À chaque période de turbulence politique, certains ressortent la rengaine bien connue : il faudrait passer à une VIᵉ République. Comme si nos institutions étaient à ce point responsables de toutes les dérives, de toutes les frustrations, de tous les blocages. Comme si changer de cadre suffisait à faire surgir, comme par magie, une démocratie plus juste, plus représentative, plus vertueuse.
Mais il est temps de dire les choses clairement : la représentation démocratique n’est que le reflet de ce qui est proposé.
Changer de République, c’est une décision grave. C’est rompre avec une architecture qui, en dépit de ses défauts, a su offrir à la France une stabilité politique rare dans son histoire contemporaine. La Vᵉ République a été conçue pour éviter les impasses parlementaires, pour trancher dans le flou, pour permettre l’action dans les moments de crise. Et elle l’a prouvé plus d’une fois.
Alors peut-être ne faut-il pas fuir l’esprit originel de la Vᵉ République, mais au contraire y revenir avec lucidité. Et si le problème n’était pas l’héritage bonapartiste de nos institutions, mais plutôt leur trahison par ceux qui les occupent ? Osons le dire : la France a besoin d’un pouvoir qui incarne, qui assume, qui tranche.
Le gaullo-bonapartisme, dans ce qu’il a de plus noble, c’est une autorité au service de l’intérêt général, enracinée dans l’histoire, mais tournée vers l’action. Ce n’est pas le culte de l’homme providentiel, c’est le refus du bavardage, du compromis pour le compromis, de la paralysie molle. C’est un chef de l’État au-dessus des partis, garant du cap, mais comptable devant la nation.
Ce que réclame notre temps, ce n’est pas une République affaiblie, morcelée, toujours plus horizontale : c’est une République exigeante, verticale quand il le faut, au service du peuple mais pas prisonnière des humeurs.

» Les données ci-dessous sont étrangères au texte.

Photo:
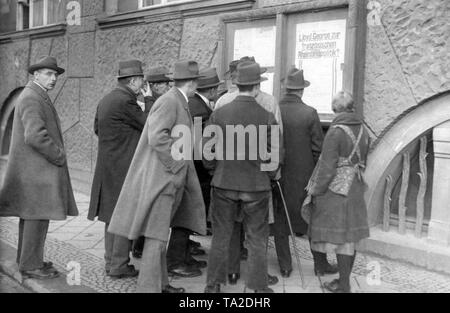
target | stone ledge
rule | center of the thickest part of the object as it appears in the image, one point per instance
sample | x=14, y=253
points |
x=310, y=6
x=407, y=248
x=8, y=266
x=39, y=32
x=173, y=11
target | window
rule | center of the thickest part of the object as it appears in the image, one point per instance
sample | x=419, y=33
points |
x=315, y=42
x=7, y=16
x=247, y=39
x=148, y=3
x=46, y=12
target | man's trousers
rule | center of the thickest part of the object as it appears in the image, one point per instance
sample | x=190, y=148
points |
x=30, y=249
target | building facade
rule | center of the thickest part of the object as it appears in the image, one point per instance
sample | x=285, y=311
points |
x=391, y=54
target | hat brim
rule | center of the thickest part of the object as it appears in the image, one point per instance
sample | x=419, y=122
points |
x=130, y=75
x=211, y=85
x=156, y=81
x=37, y=67
x=253, y=82
x=184, y=78
x=306, y=84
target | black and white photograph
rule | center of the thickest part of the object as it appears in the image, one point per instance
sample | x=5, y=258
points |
x=244, y=148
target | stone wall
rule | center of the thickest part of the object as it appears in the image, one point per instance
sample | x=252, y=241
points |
x=406, y=58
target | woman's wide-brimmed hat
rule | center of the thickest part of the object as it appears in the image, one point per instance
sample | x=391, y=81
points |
x=158, y=75
x=295, y=80
x=46, y=62
x=130, y=68
x=209, y=79
x=249, y=73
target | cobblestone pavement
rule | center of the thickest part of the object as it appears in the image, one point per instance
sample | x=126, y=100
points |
x=82, y=241
x=9, y=285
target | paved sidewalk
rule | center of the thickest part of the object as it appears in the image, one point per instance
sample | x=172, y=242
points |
x=82, y=241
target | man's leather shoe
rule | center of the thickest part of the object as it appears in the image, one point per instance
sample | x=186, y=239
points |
x=233, y=278
x=130, y=271
x=185, y=271
x=272, y=280
x=196, y=251
x=327, y=270
x=193, y=243
x=265, y=290
x=212, y=289
x=335, y=287
x=197, y=263
x=137, y=254
x=171, y=289
x=49, y=266
x=40, y=274
x=285, y=273
x=244, y=254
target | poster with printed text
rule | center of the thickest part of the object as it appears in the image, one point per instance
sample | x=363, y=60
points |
x=320, y=52
x=260, y=43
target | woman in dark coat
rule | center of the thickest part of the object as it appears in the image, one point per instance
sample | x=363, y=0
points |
x=339, y=222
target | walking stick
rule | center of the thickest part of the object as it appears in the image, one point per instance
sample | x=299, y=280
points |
x=297, y=256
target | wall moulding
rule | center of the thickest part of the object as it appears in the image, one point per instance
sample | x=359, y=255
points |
x=34, y=33
x=175, y=11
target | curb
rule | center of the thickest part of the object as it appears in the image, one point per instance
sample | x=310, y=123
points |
x=9, y=267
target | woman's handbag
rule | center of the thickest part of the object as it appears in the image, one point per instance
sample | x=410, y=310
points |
x=307, y=208
x=346, y=170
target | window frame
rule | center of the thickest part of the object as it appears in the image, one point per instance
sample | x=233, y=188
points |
x=163, y=3
x=44, y=17
x=354, y=69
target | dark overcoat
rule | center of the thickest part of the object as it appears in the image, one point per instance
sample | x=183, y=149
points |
x=147, y=205
x=199, y=109
x=37, y=184
x=335, y=218
x=118, y=124
x=303, y=138
x=242, y=172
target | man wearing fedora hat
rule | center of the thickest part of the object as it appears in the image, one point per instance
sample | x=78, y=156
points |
x=303, y=138
x=37, y=185
x=180, y=261
x=158, y=84
x=241, y=188
x=161, y=190
x=118, y=124
x=269, y=103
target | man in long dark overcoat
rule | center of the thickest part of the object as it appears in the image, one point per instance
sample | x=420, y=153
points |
x=37, y=185
x=241, y=184
x=161, y=189
x=118, y=124
x=159, y=84
x=180, y=261
x=303, y=138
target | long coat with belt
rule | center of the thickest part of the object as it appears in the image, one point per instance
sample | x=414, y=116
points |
x=118, y=124
x=37, y=184
x=199, y=109
x=146, y=206
x=303, y=138
x=335, y=218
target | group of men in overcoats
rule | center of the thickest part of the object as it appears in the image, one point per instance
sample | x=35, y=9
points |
x=143, y=192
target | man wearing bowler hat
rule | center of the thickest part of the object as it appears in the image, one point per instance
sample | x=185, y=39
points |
x=303, y=140
x=241, y=184
x=161, y=189
x=269, y=103
x=37, y=185
x=158, y=84
x=118, y=124
x=179, y=253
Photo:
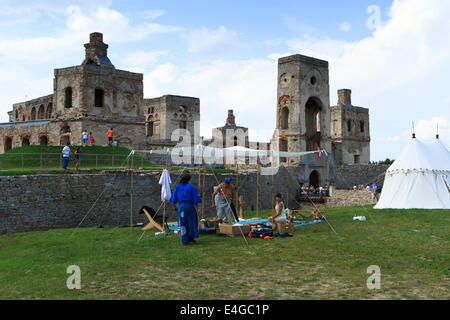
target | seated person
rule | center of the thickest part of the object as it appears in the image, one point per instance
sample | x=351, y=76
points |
x=275, y=216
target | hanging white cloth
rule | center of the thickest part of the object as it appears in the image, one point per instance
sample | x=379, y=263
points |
x=165, y=183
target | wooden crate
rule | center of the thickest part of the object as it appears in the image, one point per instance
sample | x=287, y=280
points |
x=233, y=230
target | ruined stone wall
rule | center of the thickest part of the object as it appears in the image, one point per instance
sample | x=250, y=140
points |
x=35, y=109
x=59, y=132
x=346, y=176
x=128, y=134
x=123, y=91
x=40, y=202
x=350, y=127
x=16, y=132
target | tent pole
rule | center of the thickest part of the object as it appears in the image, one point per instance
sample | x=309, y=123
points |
x=164, y=205
x=203, y=190
x=288, y=184
x=272, y=190
x=237, y=184
x=257, y=188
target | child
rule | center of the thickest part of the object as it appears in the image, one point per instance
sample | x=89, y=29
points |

Ceux qui militent pour une VIᵉ République sont, pour beaucoup, ceux qui n’ont jamais vraiment accepté la Vᵉ. Certains y voient un obstacle à leur idéologie, d’autres une excuse à leur incapacité à convaincre dans le cadre actuel. Et souvent, ceux qui appellent à tout “reconstruire” sont justement ceux qui ont échoué à bâtir quoi que ce soit d’efficace avec ce qui existe. La tentation de la table rase, si séduisante soit-elle, ne garantit en rien la réussite politique. Elle reflète souvent davantage une stratégie de contournement qu’un projet lucide.
La vérité est plus rude, mais plus saine : nos institutions ne sont pas parfaites, mais elles sont un outil — ni plus, ni moins. Ce qui fait la qualité de notre démocratie, ce n’est pas tant l’outil que la manière dont on s’en sert.
Si les électeurs désertent les urnes, si les débats sont appauvris, si les représentants semblent déconnectés, cela dit autant sur la manière dont les idées sont formulées que sur les institutions elles-mêmes. Une démocratie forte exige une offre politique forte. De l’exigence, de la clarté, du courage. Pas seulement des incantations à “refonder la République” à chaque impasse électorale.
Avant de vouloir tout casser, commençons par proposer mieux. Avant de jeter la voiture, peut-être faudrait-il simplement changer de pilote, revoir l’itinéraire — ou cesser de tourner en rond. Car une VIᵉ République sans projet, sans vision, sans citoyens engagés, ne sera rien d’autre qu’un rebranding vide. Et le même théâtre continuera, sous un autre nom.